After all, rattlesnakes don’t like being found. And precipitation in arid environments is infrequent. If Dr. Boback and his colleagues wanted to study the rain-harvesting phenomenon, they realized they’d have to make it rain.
With garden sprinklers and video cameras at a well-known rattlesnake hibernaculum just outside Steamboat Springs, Colo., Dr. Boback and his team recorded nearly 100 snakes reacting to simulated rainfall. That allowed them to quantify the behavior and break it into stages.
Not only did they observe snakes drinking off their own flattened bodies, as well as the ground, but they also saw snakes lean over and take sips off their neighbors. They also found that snakes in large aggregations were more likely to drink off other snakes than those in small clusters were.
“Some of the aggregations are literally massive,” said Dr. Boback, an author of a study describing the behavior in the journal Current Zoology published at the end of 2024. “So many snakes, all coiling together, that it essentially creates a carpet of snakes.”
All of this suggests that warmth and protection may not be the only benefits for rattlesnakes that den together.
Interestingly, the scientists also watched as some rattlesnakes shifted their coiled bodies out over ledges, like a cantilever, to create a horizontal rain-collecting platform across uneven ground. The snakes also sometimes tipped their entire coiled bodies forward, coaxing the water toward their mouths, as we might with a bowl to consume that last slurp of tomato soup.
Most mysteriously of all, about 12 of the snakes appeared to drink water that was landing on their heads and that was being channeled to their mouths through some unknown mechanism. “We don’t know what’s going on there,” Dr. Boback said.
None of this would be possible without a curious and microscopic arrangement on the rattlesnakes’ scales. The scales are hydrophobic enough to make water droplets bead up — but hydrophilic enough to keep them from rolling right off the reptiles.
“There are equivalent examples in plants,” said Konrad Rykaczewski, a mechanical engineer at Arizona State University who was not involved in the study. “Go look at rose petals after it rains. You’ll see large droplets sticking to it.”
In a 2019 study, Dr. Rykaczewski showed that desert rattlesnakes possessed this rain-catching ability, while king snakes, which live in the same areas but have smoother scales, do not.
Dr. Rykaczewski called the new research “very cool,” but he wasn’t as sure about whether the snakes’ heads have water-guiding channels, similar to what have been shown on Texas horned lizards. He’s also in no hurry to find out.
“I mean, a dead rattlesnake can bite you still, right?” he laughed.

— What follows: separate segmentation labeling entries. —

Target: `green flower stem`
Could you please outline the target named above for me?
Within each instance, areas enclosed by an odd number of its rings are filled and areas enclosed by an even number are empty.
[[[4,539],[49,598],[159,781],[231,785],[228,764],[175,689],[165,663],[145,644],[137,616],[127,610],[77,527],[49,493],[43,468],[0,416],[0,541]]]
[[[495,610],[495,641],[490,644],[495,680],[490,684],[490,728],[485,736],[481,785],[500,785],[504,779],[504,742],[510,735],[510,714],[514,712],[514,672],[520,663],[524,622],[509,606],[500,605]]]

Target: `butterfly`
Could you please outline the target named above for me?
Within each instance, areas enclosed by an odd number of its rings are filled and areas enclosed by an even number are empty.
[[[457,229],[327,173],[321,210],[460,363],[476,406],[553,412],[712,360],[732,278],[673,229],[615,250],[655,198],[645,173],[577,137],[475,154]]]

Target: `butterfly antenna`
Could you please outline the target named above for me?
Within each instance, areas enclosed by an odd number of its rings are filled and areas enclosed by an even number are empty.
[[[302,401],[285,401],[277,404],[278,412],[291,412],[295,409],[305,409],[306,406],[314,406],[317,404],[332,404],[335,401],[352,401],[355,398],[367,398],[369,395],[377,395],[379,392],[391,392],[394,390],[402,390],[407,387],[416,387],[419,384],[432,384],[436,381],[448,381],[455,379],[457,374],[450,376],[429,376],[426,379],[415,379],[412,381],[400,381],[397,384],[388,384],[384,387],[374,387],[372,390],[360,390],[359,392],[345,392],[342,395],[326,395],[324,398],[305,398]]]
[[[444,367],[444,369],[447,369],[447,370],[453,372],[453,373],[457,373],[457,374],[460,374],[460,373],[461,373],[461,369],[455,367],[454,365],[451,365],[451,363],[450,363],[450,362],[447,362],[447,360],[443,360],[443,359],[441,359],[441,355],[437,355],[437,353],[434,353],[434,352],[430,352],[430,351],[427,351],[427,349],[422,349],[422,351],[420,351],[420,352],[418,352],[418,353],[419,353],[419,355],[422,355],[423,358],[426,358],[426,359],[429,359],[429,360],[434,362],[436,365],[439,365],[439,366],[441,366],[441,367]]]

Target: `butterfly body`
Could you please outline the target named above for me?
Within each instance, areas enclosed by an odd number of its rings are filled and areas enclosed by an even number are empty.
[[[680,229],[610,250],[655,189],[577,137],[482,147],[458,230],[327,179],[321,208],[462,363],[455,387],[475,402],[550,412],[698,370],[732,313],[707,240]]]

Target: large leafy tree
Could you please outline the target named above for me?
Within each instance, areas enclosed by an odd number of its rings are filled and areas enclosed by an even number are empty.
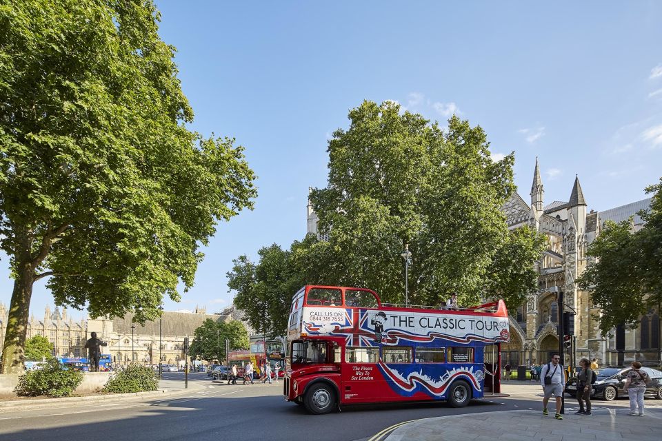
[[[513,155],[493,161],[483,129],[457,116],[443,130],[400,110],[365,101],[329,141],[328,185],[311,194],[319,227],[330,233],[323,278],[403,302],[408,245],[410,302],[435,305],[457,292],[465,305],[497,296],[521,304],[543,242],[506,227]]]
[[[243,323],[237,320],[215,322],[208,318],[194,332],[189,353],[203,360],[227,360],[225,339],[231,349],[247,349],[250,345],[248,332]]]
[[[252,207],[234,140],[187,129],[151,0],[0,0],[0,248],[14,278],[2,371],[22,369],[32,286],[138,320],[193,283],[200,245]]]
[[[255,264],[246,256],[234,260],[228,286],[236,292],[234,305],[250,326],[268,337],[283,336],[292,295],[305,284],[325,283],[319,270],[323,252],[312,236],[294,241],[290,249],[273,244],[258,252]]]
[[[608,335],[619,325],[636,325],[639,317],[662,302],[662,179],[646,189],[654,193],[646,224],[633,232],[630,220],[608,220],[588,247],[588,268],[577,279],[600,305],[600,330]]]
[[[26,360],[41,361],[53,357],[53,344],[42,336],[34,336],[26,341]]]

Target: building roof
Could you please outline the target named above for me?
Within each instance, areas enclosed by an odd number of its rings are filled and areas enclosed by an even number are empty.
[[[586,232],[594,232],[598,226],[598,214],[596,212],[586,215]]]
[[[563,202],[563,201],[554,201],[552,203],[548,204],[545,206],[545,208],[543,209],[545,214],[548,214],[549,213],[553,213],[554,212],[558,212],[560,209],[563,209],[568,207],[568,203]]]
[[[603,212],[600,212],[600,222],[604,224],[605,220],[609,220],[618,223],[619,222],[627,220],[630,216],[634,216],[635,225],[643,224],[643,220],[641,218],[641,216],[636,213],[642,209],[649,208],[652,200],[652,198],[648,198],[648,199],[643,199],[630,204],[626,204],[616,207],[616,208],[611,208]]]
[[[570,200],[568,205],[570,207],[586,205],[584,194],[581,191],[581,185],[579,185],[579,178],[576,176],[574,176],[574,185],[572,185],[572,192],[570,194]]]
[[[132,323],[133,314],[128,313],[124,317],[112,319],[113,331],[120,334],[131,334],[131,325],[134,325],[134,332],[142,335],[159,335],[159,325],[162,325],[161,333],[164,336],[192,336],[196,328],[208,318],[214,322],[224,321],[225,316],[220,314],[201,314],[190,312],[171,312],[164,311],[161,320],[145,322],[145,325]]]

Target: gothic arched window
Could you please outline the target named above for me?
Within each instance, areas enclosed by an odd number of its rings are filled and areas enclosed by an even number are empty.
[[[552,302],[550,304],[550,321],[554,323],[559,322],[559,306],[556,305],[556,301]]]
[[[641,317],[641,326],[640,327],[640,333],[641,336],[642,349],[650,349],[650,329],[648,327],[648,317],[643,316]]]
[[[650,318],[650,347],[660,349],[660,316],[657,314]]]

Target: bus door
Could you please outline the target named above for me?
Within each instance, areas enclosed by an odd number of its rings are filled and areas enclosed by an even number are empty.
[[[345,404],[372,402],[381,394],[379,348],[345,347],[341,369],[341,401]]]
[[[485,396],[500,393],[501,384],[499,367],[501,366],[501,345],[487,345],[483,348],[483,358],[485,364],[485,382],[483,390]]]

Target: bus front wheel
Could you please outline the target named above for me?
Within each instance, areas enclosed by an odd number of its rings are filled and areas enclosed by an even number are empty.
[[[305,409],[311,413],[322,415],[333,410],[336,404],[336,393],[328,384],[313,384],[303,398]]]
[[[471,400],[471,389],[464,381],[456,381],[450,385],[448,402],[453,407],[464,407]]]

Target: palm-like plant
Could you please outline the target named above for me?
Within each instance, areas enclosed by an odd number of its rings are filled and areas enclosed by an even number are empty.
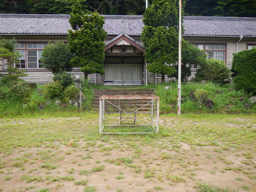
[[[1,41],[0,45],[3,52],[5,53],[3,58],[6,59],[8,68],[12,67],[15,60],[21,56],[20,53],[16,50],[16,48],[20,44],[17,42],[16,39],[14,38],[11,39],[4,38],[1,40]]]

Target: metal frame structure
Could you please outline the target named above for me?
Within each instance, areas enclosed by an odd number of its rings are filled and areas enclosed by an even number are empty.
[[[159,131],[159,104],[160,98],[154,95],[102,95],[100,97],[100,133],[101,134],[146,134],[158,133]],[[122,109],[121,100],[132,99],[135,100],[135,109],[127,111]],[[150,100],[148,103],[142,107],[137,107],[138,100]],[[119,100],[119,104],[118,106],[115,105],[110,100]],[[119,110],[118,120],[112,124],[108,124],[105,117],[105,102],[108,102]],[[137,112],[146,106],[151,105],[151,116],[150,124],[146,124],[138,119]],[[125,116],[122,117],[122,114],[124,114]],[[126,119],[134,119],[134,124],[121,124],[121,122]],[[132,128],[137,126],[144,126],[150,129],[150,132],[109,132],[106,131],[109,129],[115,127],[129,126]]]

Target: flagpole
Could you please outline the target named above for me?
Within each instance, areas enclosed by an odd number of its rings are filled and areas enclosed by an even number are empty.
[[[178,114],[180,114],[180,102],[181,100],[181,0],[179,0],[179,56],[178,76]]]

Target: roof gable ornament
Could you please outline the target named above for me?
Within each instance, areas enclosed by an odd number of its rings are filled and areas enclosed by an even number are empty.
[[[119,35],[120,35],[121,34],[122,34],[123,35],[124,35],[125,34],[126,35],[127,34],[127,33],[126,32],[126,31],[124,29],[124,20],[123,19],[122,16],[122,29],[121,30],[121,31],[120,31],[120,32],[119,32]]]

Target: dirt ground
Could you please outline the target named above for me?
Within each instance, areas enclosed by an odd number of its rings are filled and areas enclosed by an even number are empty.
[[[76,118],[81,119],[70,119]],[[46,119],[38,123],[65,120],[66,118]],[[84,124],[92,123],[82,121]],[[165,116],[160,121],[166,126],[175,123]],[[248,128],[256,130],[254,123],[250,122]],[[2,120],[0,126],[12,123],[35,122]],[[69,123],[72,127],[76,123],[71,120]],[[92,126],[97,123],[96,121]],[[191,122],[183,120],[182,123],[189,126]],[[226,129],[241,127],[237,121],[223,125]],[[238,147],[227,147],[225,141],[212,146],[192,145],[176,142],[171,136],[163,135],[159,142],[154,137],[147,141],[148,138],[143,136],[132,136],[131,140],[128,137],[117,139],[115,135],[109,136],[107,142],[104,137],[69,143],[54,140],[50,144],[44,143],[40,147],[18,146],[10,154],[2,152],[0,191],[94,191],[84,189],[93,186],[97,192],[196,192],[198,184],[205,183],[228,191],[256,192],[255,139],[250,144],[242,144]],[[140,140],[142,138],[143,141]],[[75,184],[82,180],[86,183]]]

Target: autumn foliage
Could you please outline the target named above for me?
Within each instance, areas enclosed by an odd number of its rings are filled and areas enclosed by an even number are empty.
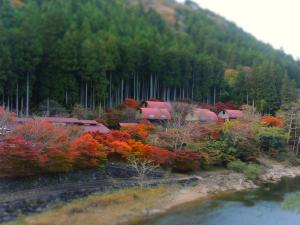
[[[127,132],[136,140],[145,141],[153,130],[153,126],[151,124],[128,125],[122,127],[121,130]]]
[[[276,116],[263,116],[260,120],[261,124],[269,127],[284,127],[283,119]]]
[[[223,102],[217,102],[215,105],[203,104],[201,105],[201,108],[209,109],[217,114],[225,109],[239,109],[237,105]]]
[[[139,106],[140,106],[140,103],[133,98],[126,98],[122,103],[122,107],[129,107],[129,108],[137,109]]]

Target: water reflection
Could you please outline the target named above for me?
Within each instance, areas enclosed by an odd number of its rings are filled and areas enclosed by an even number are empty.
[[[299,191],[300,178],[284,179],[256,191],[178,209],[143,225],[296,225],[300,224],[299,211],[294,210],[300,207]]]

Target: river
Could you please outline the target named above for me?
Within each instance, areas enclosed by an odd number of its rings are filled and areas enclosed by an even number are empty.
[[[300,225],[300,177],[191,203],[141,225]]]

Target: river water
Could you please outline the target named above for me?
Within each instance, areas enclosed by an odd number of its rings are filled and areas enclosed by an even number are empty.
[[[300,178],[192,203],[143,225],[300,225]]]

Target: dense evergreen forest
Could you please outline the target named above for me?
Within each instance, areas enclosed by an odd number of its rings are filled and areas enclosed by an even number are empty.
[[[128,97],[272,113],[299,85],[299,61],[191,1],[0,0],[0,102],[17,113]]]

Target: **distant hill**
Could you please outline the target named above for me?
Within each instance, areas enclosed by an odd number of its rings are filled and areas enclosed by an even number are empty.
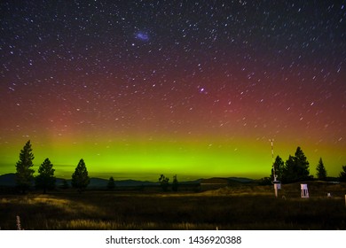
[[[12,187],[16,185],[16,174],[14,173],[0,175],[0,186]]]
[[[254,182],[252,179],[248,178],[243,178],[243,177],[229,177],[224,178],[226,180],[239,182],[239,183],[248,183]],[[187,182],[179,182],[179,183],[182,184],[196,184],[201,183],[203,181],[212,180],[212,179],[198,179],[194,181],[187,181]],[[71,179],[67,180],[67,182],[71,185]],[[57,187],[59,187],[63,184],[64,179],[62,178],[57,178],[56,180],[56,185]],[[102,179],[102,178],[97,178],[97,177],[91,177],[90,178],[90,183],[88,185],[88,188],[90,189],[97,189],[97,188],[103,188],[105,189],[108,183],[108,179]],[[4,174],[0,175],[0,186],[6,186],[6,187],[13,187],[16,185],[16,175],[14,173],[11,174]],[[159,185],[159,182],[149,182],[149,181],[138,181],[138,180],[120,180],[115,181],[115,186],[116,187],[138,187],[138,186],[154,186]]]

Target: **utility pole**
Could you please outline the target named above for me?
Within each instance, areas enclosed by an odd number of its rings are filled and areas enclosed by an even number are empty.
[[[274,184],[274,192],[275,192],[275,197],[277,198],[278,197],[278,178],[277,178],[277,175],[276,175],[276,170],[275,170],[275,163],[274,163],[274,146],[273,146],[273,142],[274,142],[274,139],[270,139],[269,140],[271,143],[271,166],[272,166],[272,175],[274,177],[274,180],[273,180],[273,184]]]

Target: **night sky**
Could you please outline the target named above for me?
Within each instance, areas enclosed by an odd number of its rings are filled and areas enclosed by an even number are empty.
[[[70,178],[346,165],[344,1],[1,1],[0,174],[31,141]]]

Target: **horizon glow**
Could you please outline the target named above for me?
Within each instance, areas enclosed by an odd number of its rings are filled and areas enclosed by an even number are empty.
[[[34,2],[0,4],[0,174],[28,140],[64,178],[346,165],[342,3]]]

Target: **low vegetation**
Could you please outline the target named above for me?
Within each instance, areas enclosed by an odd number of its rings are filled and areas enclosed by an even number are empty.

Gordon Schuett, an evolutionary ecologist at Georgia State University and a co-author of the study with Dr. Rykaczewski, said that he had seen rain-harvesting behavior many times in the field. But the considerable sample size and detail of the new study are what “makes it outstanding.”
In the end, Dr. Boback is hopeful that the image of rattlesnakes peacefully sipping water off each other could remind more people that these animals are social beings, with intimate behaviors and more complexity than we’ve traditionally given them credit for.
“We’ve got this video of the snakes drinking off of each other’s heads, and it’s like the cutest thing in the world,” Dr. Boback said. “They’re practically kissing each other.”